Less-scrupulous channel players that are using rebates and co-op marketing funds to subsidise their pricing structure have been accused of creating a false economy and giving vendors added reason to keep their purse strings drawn.
Rebates, co-op marketing, MDFs (marketing development funds), soft dollars -- they come in any number of flavours. Regardless of the name, funds provided by vendors to entice resellers to develop business and achieve targets are drying up.
"I guess the message is it's a double whammy in a contracted market," said Anne Mossman, director sales and marketing at Tech Pacific.
She argued that the channel is being squeezed on two fronts. Firstly, by tough market conditions which are seeing co-op dollars being withheld, and secondly, by some distributors and resellers selling products at lower prices in the hope they will reach targets and receive marketing dollars to compensate for the loss of margin.
"Soft dollars can significantly fund the bottom line profit of a business," Mossman said. "Rebates are there for channel companies to stretch for targets. So you see some of the less-professional or less-mature companies incorporate them into their pricing, which creates unnatural conditions."
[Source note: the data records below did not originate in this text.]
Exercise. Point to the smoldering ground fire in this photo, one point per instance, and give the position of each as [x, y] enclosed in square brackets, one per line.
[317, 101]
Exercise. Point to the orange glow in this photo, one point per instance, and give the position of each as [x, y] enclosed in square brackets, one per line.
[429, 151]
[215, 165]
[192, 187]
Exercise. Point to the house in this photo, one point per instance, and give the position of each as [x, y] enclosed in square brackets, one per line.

Mossman said the result of this is having a direct impact on some companies' viability, "and that's why a lot of them are going under".
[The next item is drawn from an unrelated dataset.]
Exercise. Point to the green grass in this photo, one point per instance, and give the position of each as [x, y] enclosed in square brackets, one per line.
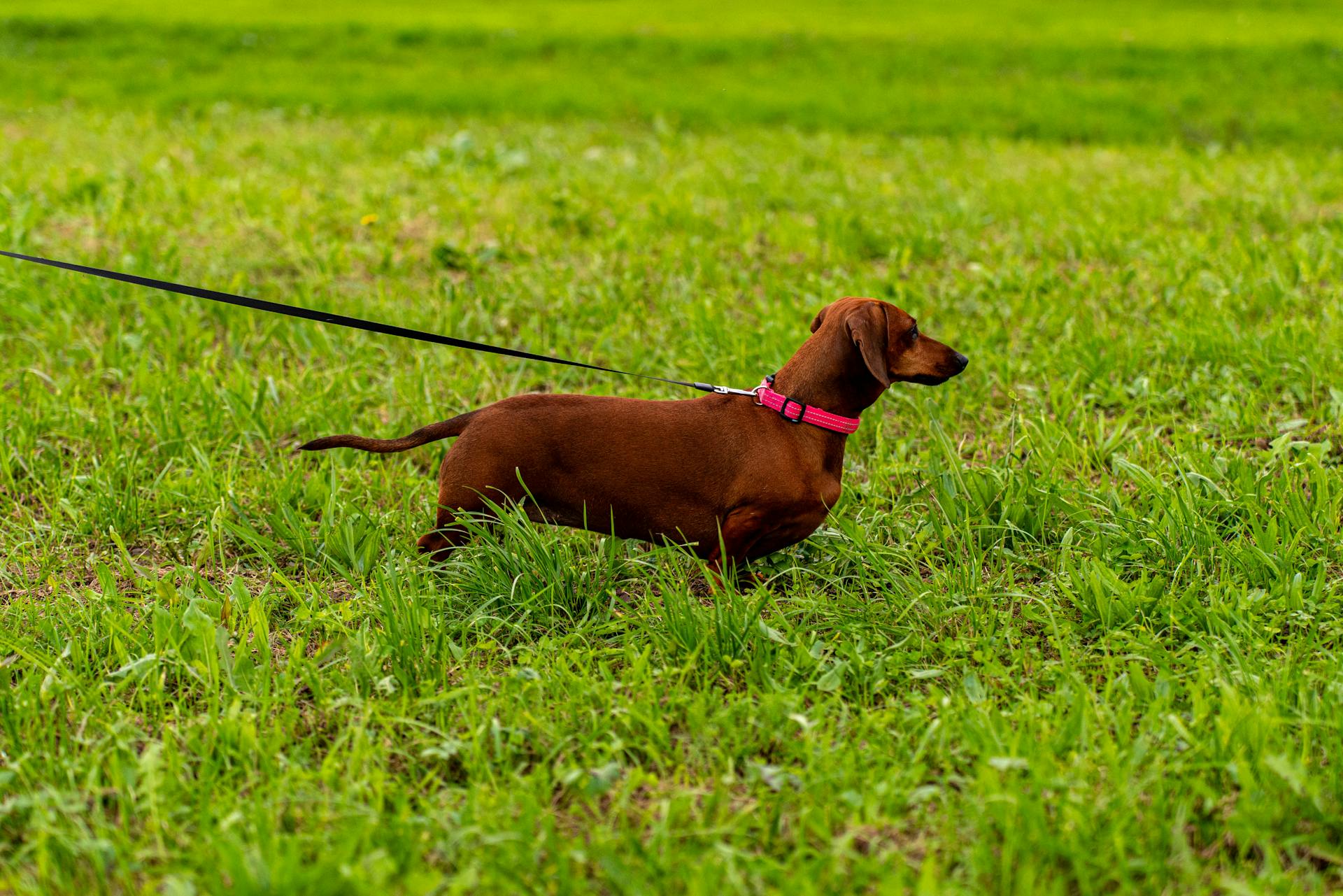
[1132, 73]
[1074, 626]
Mike Muscat, manager of BBF Distribution in Victoria, said that while he couldn't name the companies involved in inappropriately using rebates, the proof is in marketplace pricing, which doesn't add up to what he and his peers pay for.
"One vendor actually used that as an excuse for why one of our competitors was selling their product so cheap," he said. "When we asked why, [the vendor] said they had no trouble with a distributor using marketing funds to subsidise their prices, mainly because the distributor in question was actually using the marketing funds of a different vendor to lower the price of their product.
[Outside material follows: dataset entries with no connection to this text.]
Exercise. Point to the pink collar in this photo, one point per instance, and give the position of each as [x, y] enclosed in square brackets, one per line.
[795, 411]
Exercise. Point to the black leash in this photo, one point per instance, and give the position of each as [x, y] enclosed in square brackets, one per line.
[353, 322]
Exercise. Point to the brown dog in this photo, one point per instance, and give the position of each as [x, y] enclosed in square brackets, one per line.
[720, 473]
"It is always a problem for us to maintain our margins to compete with those that subsidise sales with co-op marketing funds. It puts an incredible amount of pressure on us," Muscat added.
While the situation isn't new in the channel, it has finally drawn the attention of vendors, which are demanding a more visible return on their investment and exercising constraints on how the money is spent.
Anthony Szabo, general manager of BMS Technology, South Australia, said the best marketing schemes were where vendors provided a direct rebate scheme based on what the distributor purchases. He believes it should be up to the distributor to run their own marketing campaigns to ensure they provide the right incentives for their resellers.
"The rules are pretty clear-cut with the vendors we deal with -- some of them also check its use. Lately they have been a lot more strict, and are more likely to review the marketing activities," Szabo said.
While Compaq partner program manager Ian Bowley said there had been no change to the way Compaq does business with its channel -- inferring it had not wound back on its marketing spend -- he did say Compaq works closely with its partners "in planning where that spend goes".
"We certainly work closely with our partners to ensure that both the partner and the vendor get maximum return on that investment," he said. "There's always scrutiny on how the dollars are being spent, and of course the channel would always like to see more."
It's a response that rang true with all of the vendors that ARN spoke to for this article. Simply put, vendors are tired of seeing marketing dollars spent on coffee mugs, throw-away pens or, worse still, to fund salaries or subsidise pricing.
BBF's Muscat said that rather than receiving direct funds from its vendor partners, BBF approaches vendors with ideas for marketing campaigns, and the vendor then decides whether to take on the initiative.
"Anytime we can justify the expense, we don't have any trouble with our vendor partners," he said. "Our relationships have always been pretty straight up and down."